# Wallpaper Shredder



## Caesar's Mommie (Apr 8, 2004)

Oh no!  Don't have any advice here, our walls are painted.







Did u try BItter apple spray? We had to use it on our Christmas tree, the cats would chew on the branches until I started putting that stuff on.


----------



## Caesar's Mommie (Apr 8, 2004)

Oh okay, I am not sure on home remedies. I have heard cheyanne (spelling) pepper can sometimes work. Could u mix that with water and wipe down the walls? Ohhh that may not be best on wall paper though. Not sure.


----------



## littlepeanut (Dec 5, 2004)

Other than the bitter apple spray, I read somewhere that citrus smell bothers dogs...don't know if it works because Peanut likes oranges


----------



## Laceys mom (Nov 12, 2004)

Try spraying with vinager. I had a black lab that did this and he couldn't stand the taste of vinegar.


----------



## ButterCloudandNoriko (Aug 26, 2004)

Are there no good doggie training schools you can take her to? lol


----------



## Chelsey (Dec 17, 2004)

Wow, that all I can say.

Can you ordet the bitter apple on line?
and I know the cheyanne pepper works I use it in the back yard to keep the puppies away from my flowers in summer.

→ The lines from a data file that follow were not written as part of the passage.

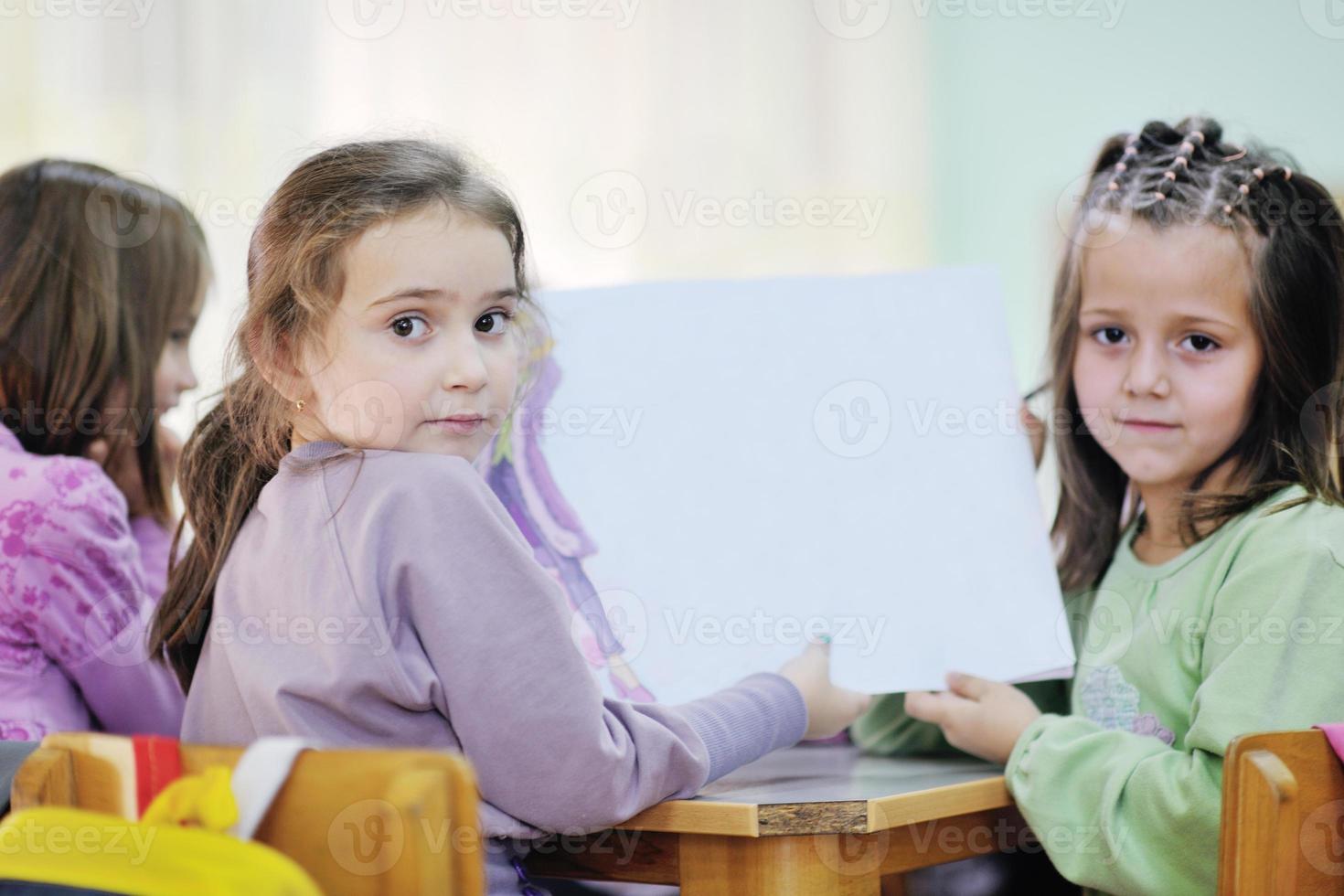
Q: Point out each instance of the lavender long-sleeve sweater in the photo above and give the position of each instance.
(78, 581)
(391, 601)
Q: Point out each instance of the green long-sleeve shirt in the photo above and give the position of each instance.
(1243, 632)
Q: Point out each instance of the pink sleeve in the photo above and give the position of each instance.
(85, 595)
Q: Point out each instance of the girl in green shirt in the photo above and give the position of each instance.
(1197, 357)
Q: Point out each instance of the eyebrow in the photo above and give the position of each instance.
(429, 292)
(1183, 318)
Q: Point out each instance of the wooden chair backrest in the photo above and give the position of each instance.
(1283, 827)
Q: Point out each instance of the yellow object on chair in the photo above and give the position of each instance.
(106, 853)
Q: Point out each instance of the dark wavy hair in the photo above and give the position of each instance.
(294, 280)
(1293, 238)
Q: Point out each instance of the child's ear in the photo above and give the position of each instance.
(277, 363)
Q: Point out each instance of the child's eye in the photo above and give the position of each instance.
(405, 326)
(1199, 343)
(495, 323)
(1109, 335)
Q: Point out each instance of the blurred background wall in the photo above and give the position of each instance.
(675, 139)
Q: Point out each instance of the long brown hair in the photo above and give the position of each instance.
(94, 269)
(1293, 238)
(294, 280)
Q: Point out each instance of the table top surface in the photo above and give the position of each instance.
(831, 789)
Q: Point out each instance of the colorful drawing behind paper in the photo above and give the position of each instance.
(522, 480)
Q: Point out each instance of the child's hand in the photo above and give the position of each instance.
(978, 716)
(831, 709)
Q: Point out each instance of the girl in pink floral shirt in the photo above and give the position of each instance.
(101, 278)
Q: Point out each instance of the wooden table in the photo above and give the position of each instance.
(803, 821)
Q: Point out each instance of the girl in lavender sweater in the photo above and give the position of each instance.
(102, 280)
(354, 579)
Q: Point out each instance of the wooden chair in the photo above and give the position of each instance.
(368, 822)
(1283, 827)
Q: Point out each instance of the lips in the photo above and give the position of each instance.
(460, 423)
(1148, 425)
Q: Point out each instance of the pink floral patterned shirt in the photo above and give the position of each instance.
(78, 584)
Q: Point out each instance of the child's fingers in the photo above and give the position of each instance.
(968, 687)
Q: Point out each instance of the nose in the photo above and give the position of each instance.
(1147, 374)
(465, 368)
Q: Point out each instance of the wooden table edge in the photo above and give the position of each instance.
(835, 817)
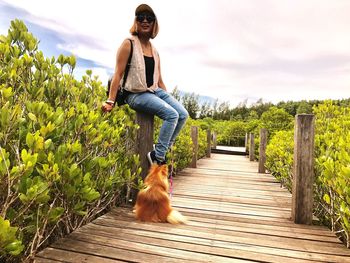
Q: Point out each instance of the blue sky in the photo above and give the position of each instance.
(234, 50)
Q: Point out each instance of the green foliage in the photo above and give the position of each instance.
(62, 161)
(276, 120)
(9, 243)
(190, 102)
(279, 157)
(332, 165)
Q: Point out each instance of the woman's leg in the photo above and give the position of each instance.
(150, 103)
(183, 114)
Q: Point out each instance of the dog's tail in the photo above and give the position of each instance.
(176, 217)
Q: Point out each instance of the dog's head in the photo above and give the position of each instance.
(158, 174)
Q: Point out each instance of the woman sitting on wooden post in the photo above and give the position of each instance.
(146, 89)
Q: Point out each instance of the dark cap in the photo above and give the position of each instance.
(143, 8)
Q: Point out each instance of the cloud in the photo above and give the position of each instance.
(227, 49)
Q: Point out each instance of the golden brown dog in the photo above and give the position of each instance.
(153, 202)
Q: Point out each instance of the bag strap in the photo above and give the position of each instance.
(127, 65)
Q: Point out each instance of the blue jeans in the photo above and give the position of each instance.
(166, 107)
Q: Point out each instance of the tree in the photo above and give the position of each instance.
(176, 93)
(276, 119)
(190, 102)
(304, 107)
(205, 110)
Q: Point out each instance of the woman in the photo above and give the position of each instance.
(144, 80)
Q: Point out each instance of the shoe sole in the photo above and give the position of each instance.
(149, 158)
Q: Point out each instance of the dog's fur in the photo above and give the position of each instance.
(153, 202)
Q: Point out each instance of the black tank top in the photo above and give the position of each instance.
(149, 63)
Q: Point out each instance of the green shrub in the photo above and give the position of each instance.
(62, 161)
(279, 157)
(332, 165)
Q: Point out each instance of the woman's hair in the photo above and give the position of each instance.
(134, 32)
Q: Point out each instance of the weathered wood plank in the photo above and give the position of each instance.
(235, 213)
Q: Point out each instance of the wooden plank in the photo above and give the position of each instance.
(128, 216)
(236, 250)
(262, 150)
(187, 243)
(134, 254)
(233, 236)
(257, 228)
(57, 255)
(234, 217)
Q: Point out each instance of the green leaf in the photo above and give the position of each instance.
(327, 199)
(32, 117)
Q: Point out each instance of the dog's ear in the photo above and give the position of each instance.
(164, 170)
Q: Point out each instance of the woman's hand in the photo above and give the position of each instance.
(106, 107)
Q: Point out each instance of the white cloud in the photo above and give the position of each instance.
(230, 49)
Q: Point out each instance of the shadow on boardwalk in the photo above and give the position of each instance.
(236, 215)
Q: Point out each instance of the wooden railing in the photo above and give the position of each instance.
(303, 168)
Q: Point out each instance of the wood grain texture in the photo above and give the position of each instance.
(235, 215)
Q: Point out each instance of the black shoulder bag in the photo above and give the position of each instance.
(122, 93)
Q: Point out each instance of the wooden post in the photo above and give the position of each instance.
(208, 143)
(214, 140)
(303, 170)
(194, 136)
(251, 147)
(144, 144)
(246, 143)
(262, 150)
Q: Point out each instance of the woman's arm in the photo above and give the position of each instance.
(121, 61)
(160, 82)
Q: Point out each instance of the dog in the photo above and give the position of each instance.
(153, 202)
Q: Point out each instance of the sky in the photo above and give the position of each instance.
(233, 50)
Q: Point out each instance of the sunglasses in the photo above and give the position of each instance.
(142, 17)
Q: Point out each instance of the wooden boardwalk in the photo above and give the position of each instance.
(236, 215)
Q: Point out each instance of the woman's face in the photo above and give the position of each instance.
(145, 22)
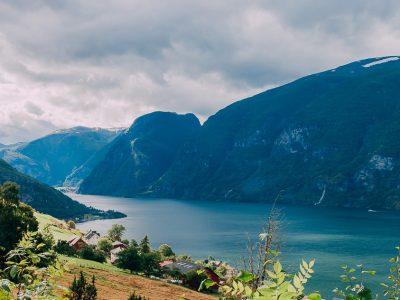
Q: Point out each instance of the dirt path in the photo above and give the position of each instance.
(111, 286)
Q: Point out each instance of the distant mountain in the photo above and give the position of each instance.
(331, 138)
(52, 159)
(46, 199)
(141, 154)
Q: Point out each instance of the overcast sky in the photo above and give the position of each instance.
(104, 63)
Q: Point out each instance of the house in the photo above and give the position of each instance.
(183, 267)
(117, 247)
(118, 244)
(77, 243)
(92, 237)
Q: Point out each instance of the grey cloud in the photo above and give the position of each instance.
(103, 63)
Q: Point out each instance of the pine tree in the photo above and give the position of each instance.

But it will not look good on your walls at all.


----------



## Chelsey (Dec 17, 2004)

I should not even suggest bitter apple as chelsey likes it. ( it wouldn't be nice to spend all that money and your puppy likes it.)
only chester does not like it.

Maybe someone has some better suggestions.


----------



## Lilly521 (May 29, 2004)

Would you be able to do something like this wall covering or the better question proubly is do you have time for something like that, i dont know how big the rooms is


----------



## k/c mom (Oct 9, 2004)

> _Originally posted by DMZ dogs_@Feb 28 2005, 09:30 PM
> *Oh, I really doubt that the landlord would permit something like that!  It looks lovely, but if I did it.....well, it wouldn't look any better than Cookie's own artistic outlook on my wall.  I have NO talent for DIY.
> 
> 
> ...


[/QUOTE]

That is a good idea, though..... removing the wallpaper entirely and doing something else... Can you get someone to paint the room... maybe a faux painting of some kind or a mural .. or one of those neat new painting techniques such as sponge painting... 

Hey I bet you could do the sponge painting yourself... 

Of course, who am I to talk.... I am totally helpless when it comes to stuff like that!


----------